The Economic and Financial Crimes Commission (EFCC) has summoned Rep Herman Hembe who resigned as chairman of the House of Representatives committee on Capital Market after Director General of the Securities and Exchange Commission (SEC) Ms Arunma Oteh accused him of corruption.
Also to appear at the EFCC office is the committee clerk whom Oteh alleged stood as proxy in demanding for bribes from her, according to the invitation letter seen by Daily Trust.
In the letter, which was delivered to the committee yesterday, the anti-graft agency demanded that Hembe appear in person at the commission’s headquarters over the allegations of corruption leveled against him by Oteh.
Daily Trust could however not establish whether the EFCC had also invited Oteh.
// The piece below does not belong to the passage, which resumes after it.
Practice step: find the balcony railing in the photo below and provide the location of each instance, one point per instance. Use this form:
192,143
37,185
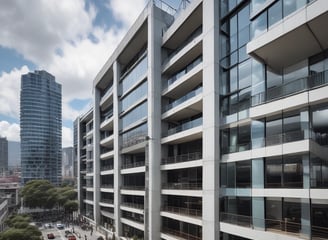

SEC officials said they were not aware of any invitaion by EFCC over the bribery allegation and counter allegation between Oteh and Hembe.
When contact, the Communication Adviser to the DG, Obi Adindu, said he has no information on the issue.
“I asked someone who is in the position to know within the Commission and he said he is not aware of it,” Adindu said.
Hembe, who stepped down as chairman of the committee investigating the capital market on Tuesday, said it was Oteh who tried to entice him with N30 million in the run up to the investigations of the “near-collapse” of the capital market by his committee.
Hembe and Oteh are entangled in corruption accusations, starting last Wednesday when the committee chairman accused her of spending N850,000 on food on a day alone and of incurring N30 million hotel bills.
Oteh hit back the following day, saying the committee chairman demanded bribes of N44 million and that he also collected foreign trip estacode from SEC for a journey he didn’t make.
Also on Tuesday, the House of Representatives constituted an ad hoc committee to take over the probe, confirming a Daily Trust exclusive story published on Tuesday.
“I made no attempt to collect any bribe, rather I worked hard to avoid the offer of such by the SEC DG,” Hembe told his colleagues, lifting documents which were later revealed to be copies of SEC internal memos supposedly backing his claims.
The memos, copies of which were made available to journalists, appeared to show that SEC management initiated the process of giving the House capital market committee N30 million to help facilitate the public hearings.
The House had already mandated its committee on Ethics and Privilege to investigate the allegations.
Meanwhile, a member of the Committee told Daily Trust that “As soon as the chairman (Hembe) appeared before the Ethics and Privilege Committee of the House next week Thursday, all the papers will be filed in court and served on the Director General of the Securities and Exchange Commission.”
The lawmaker said Hembe had contacted a Senior Advocate of Nigeria yesterday over the matter.
Calls and text messages to Herman Hembe for confirmation were not answered and his aide claimed ignorance of the matter.